Winter Fantasy is an annual gaming convention that takes place in the USA every January or February.

History
The convention was held as early as 1977 under the name Winter Fantasy. In 2007 the convention was renamed to D&D Experience (often abbreviated as DDXP or D&DXP). In 2012 Wizards of the Coast announced it would now use the title D&D Experience for the events it held at the Gen Con convention. Baldman Games, the company currently operating this and other conventions for Wizards of the Coast, decided to continue the tradition and brought back the name Winter Fantasy for the 2013 convention.

The convention has been closely tied to the RPGA, and was sponsored by the RPGA from 1989 until TSR went bankrupt.

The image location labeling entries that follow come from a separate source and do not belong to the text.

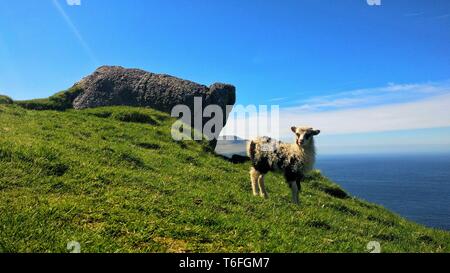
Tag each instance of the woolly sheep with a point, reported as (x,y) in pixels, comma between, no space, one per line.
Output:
(294,160)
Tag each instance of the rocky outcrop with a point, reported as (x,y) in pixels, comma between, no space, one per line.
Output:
(115,85)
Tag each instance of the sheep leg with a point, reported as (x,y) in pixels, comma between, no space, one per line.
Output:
(295,190)
(254,176)
(262,187)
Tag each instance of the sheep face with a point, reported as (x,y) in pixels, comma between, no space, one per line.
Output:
(304,135)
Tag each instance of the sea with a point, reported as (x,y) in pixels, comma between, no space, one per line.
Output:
(415,186)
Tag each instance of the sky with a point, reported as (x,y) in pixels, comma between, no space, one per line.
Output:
(373,78)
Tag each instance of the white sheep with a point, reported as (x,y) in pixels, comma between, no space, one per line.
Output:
(294,160)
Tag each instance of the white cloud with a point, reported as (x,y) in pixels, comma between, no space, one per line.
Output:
(359,98)
(390,108)
(427,113)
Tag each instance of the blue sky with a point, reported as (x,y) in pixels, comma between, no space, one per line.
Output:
(316,59)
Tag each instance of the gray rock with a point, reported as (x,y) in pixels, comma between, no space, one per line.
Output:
(115,85)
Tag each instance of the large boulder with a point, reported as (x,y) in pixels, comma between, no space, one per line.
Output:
(115,85)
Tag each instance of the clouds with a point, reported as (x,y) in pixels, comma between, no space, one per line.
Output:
(361,98)
(76,32)
(426,113)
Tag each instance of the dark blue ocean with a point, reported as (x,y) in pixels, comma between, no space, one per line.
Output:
(414,186)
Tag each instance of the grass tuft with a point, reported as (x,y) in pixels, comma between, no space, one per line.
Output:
(113,180)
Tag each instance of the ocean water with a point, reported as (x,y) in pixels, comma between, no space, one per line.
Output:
(414,186)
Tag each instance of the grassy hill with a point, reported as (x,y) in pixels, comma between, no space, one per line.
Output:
(115,181)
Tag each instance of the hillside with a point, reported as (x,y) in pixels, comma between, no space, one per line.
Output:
(114,180)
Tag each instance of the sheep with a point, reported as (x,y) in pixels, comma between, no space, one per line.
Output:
(294,160)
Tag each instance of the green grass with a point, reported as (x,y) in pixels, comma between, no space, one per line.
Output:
(115,181)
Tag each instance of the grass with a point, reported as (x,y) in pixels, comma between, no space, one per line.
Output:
(113,180)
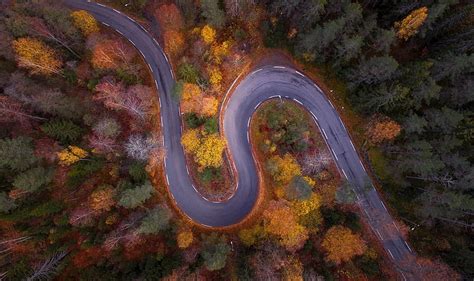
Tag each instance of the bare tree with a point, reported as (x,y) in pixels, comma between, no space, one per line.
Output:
(139,147)
(48,268)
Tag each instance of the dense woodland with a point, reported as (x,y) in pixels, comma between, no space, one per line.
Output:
(82,194)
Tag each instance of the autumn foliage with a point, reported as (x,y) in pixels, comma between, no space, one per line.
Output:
(37,56)
(383,129)
(342,245)
(71,155)
(280,221)
(410,25)
(85,22)
(111,54)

Winter Fantasy has played host to a wide variety of tournament and organized play games. These include popular living campaign programs such as Living City, Living Greyhawk, and Living Forgotten Realms. The 2013 convention included Pathfinder Society games run by Paizo Publishing in addition to Wizards of the Coast organized play events.

Winter Fantasy has often featured special events either not available elsewhere or with a limited release. 2013 included a special Pathfinder scenario and multi-table battle interactive events for the Living Forgotten Realms and Ashes of Athas campaigns. Ashes of Athas is a Dark Sun campaign, which started at Winter Fantasy 2011 and concluded at Winter Fantasy 2013.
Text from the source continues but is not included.